In a memo sent to employees this week, BuzzFeed CEO Jonah Peretti revealed just how far that strategy has carried the company: BuzzFeed now receives 5 billion content views per month. "Content views" refers to the number of times BuzzFeed content is viewed on any of more than 30 platforms where it distributes material, including buzzfeed.com, mobile apps, and Snapchat.
Is a passing scroll-by view of a social update on Facebook or Twitter as meaningful as the engagement time for a long form feature or original video? No, but that's okay because BuzzFeed excels at both micro-updates and in-depth reporting. In the last month, the investigations team broke stories about the financial struggles of coworking company WeWork and the plight of female refugees who have been raped while making their way through Europe.

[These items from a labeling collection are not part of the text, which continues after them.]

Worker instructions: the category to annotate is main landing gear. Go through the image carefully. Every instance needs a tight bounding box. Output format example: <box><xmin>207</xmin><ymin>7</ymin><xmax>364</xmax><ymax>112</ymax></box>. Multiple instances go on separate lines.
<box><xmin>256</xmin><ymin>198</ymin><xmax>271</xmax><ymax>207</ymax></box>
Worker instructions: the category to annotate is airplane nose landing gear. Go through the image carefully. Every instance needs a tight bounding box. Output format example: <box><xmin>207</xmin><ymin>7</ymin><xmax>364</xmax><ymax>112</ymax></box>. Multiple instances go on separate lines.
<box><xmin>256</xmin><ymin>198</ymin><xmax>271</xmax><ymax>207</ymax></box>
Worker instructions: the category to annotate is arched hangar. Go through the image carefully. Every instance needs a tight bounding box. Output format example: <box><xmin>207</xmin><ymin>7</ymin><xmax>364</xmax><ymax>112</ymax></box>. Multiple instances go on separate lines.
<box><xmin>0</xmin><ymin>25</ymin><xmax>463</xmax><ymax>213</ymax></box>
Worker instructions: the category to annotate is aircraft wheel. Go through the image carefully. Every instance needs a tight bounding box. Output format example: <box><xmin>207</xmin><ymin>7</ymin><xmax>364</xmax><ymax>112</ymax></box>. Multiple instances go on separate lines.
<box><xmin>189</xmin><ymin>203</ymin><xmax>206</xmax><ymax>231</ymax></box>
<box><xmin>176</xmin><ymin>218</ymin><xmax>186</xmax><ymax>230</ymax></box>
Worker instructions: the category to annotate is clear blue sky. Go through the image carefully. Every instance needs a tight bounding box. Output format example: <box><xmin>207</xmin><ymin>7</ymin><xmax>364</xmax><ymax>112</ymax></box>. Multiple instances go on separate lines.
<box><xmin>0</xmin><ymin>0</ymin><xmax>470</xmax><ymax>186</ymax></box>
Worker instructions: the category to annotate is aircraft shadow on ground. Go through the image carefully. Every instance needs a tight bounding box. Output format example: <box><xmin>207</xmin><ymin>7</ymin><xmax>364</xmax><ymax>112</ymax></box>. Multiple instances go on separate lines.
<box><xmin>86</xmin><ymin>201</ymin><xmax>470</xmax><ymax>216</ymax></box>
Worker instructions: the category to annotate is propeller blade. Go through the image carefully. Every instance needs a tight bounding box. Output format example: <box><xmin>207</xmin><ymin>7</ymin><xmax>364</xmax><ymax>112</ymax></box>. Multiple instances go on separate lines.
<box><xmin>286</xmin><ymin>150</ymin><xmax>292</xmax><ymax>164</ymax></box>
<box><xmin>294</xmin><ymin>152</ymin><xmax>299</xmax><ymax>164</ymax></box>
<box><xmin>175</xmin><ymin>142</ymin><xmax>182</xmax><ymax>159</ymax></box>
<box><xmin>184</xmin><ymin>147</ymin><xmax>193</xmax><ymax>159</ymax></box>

Peretti acknowledges in the memo that publishers continue seeking better ways to measure audience, and that none is perfect. Traditionally, publishers measure "page views" on their own websites, and many don't bother announcing their content views on every single platform the way BuzzFeed does. Yet that breakdown is important, as Peretti revealed in an interview with Re/code last month. Here's how the views shake out:
23 percent: Direct to the site or apps
14 percent: YouTube views
2 percent: Google search to the site
6 percent: Facebook traffic to the site
27 percent: Facebook native video
4 percent: Images on Facebook
21 percent: Snapchat content views
3 percent: Other distributed platforms
In other words, 48% of BuzzFeed's monthly content views—about 2.4 billion, per our calculations—can be attributed to its Facebook videos and its Discover channel on Snapchat. This is doubly impressive given that BuzzFeed only joined Discover in late July.
If you're still skeptical about BuzzFeed's social media-inclusive "content view" metrics, there's other data proving that it's a formidable page view machine. According to CNN, analytics firm comScore reports that BuzzFeed received almost 643 million page views during the month of September, while the New York Times drew about 527 million page views during the same month. (These numbers were independently confirmed by Fast Company through comScore.) Fast Company's network of sites, on the other hand, had a total of 15 million views in September, as per comScore's calculations.
CNN, meanwhile, announced on Thursday that it's beating BuzzFeed on multiple fronts, including page views; the news organization claims it receives 1.6 billion views across desktop and mobile. The comScore number we saw was even higher, but either way, CNN is apparently clocking significantly higher page view numbers to its website than BuzzFeed.
Yet despite its dominant position, CNN announced earlier this week the launch of a web video spin-off called Great Big Story, which will focus on shareable content and native advertising—and compete more directly with, you guessed it, BuzzFeed.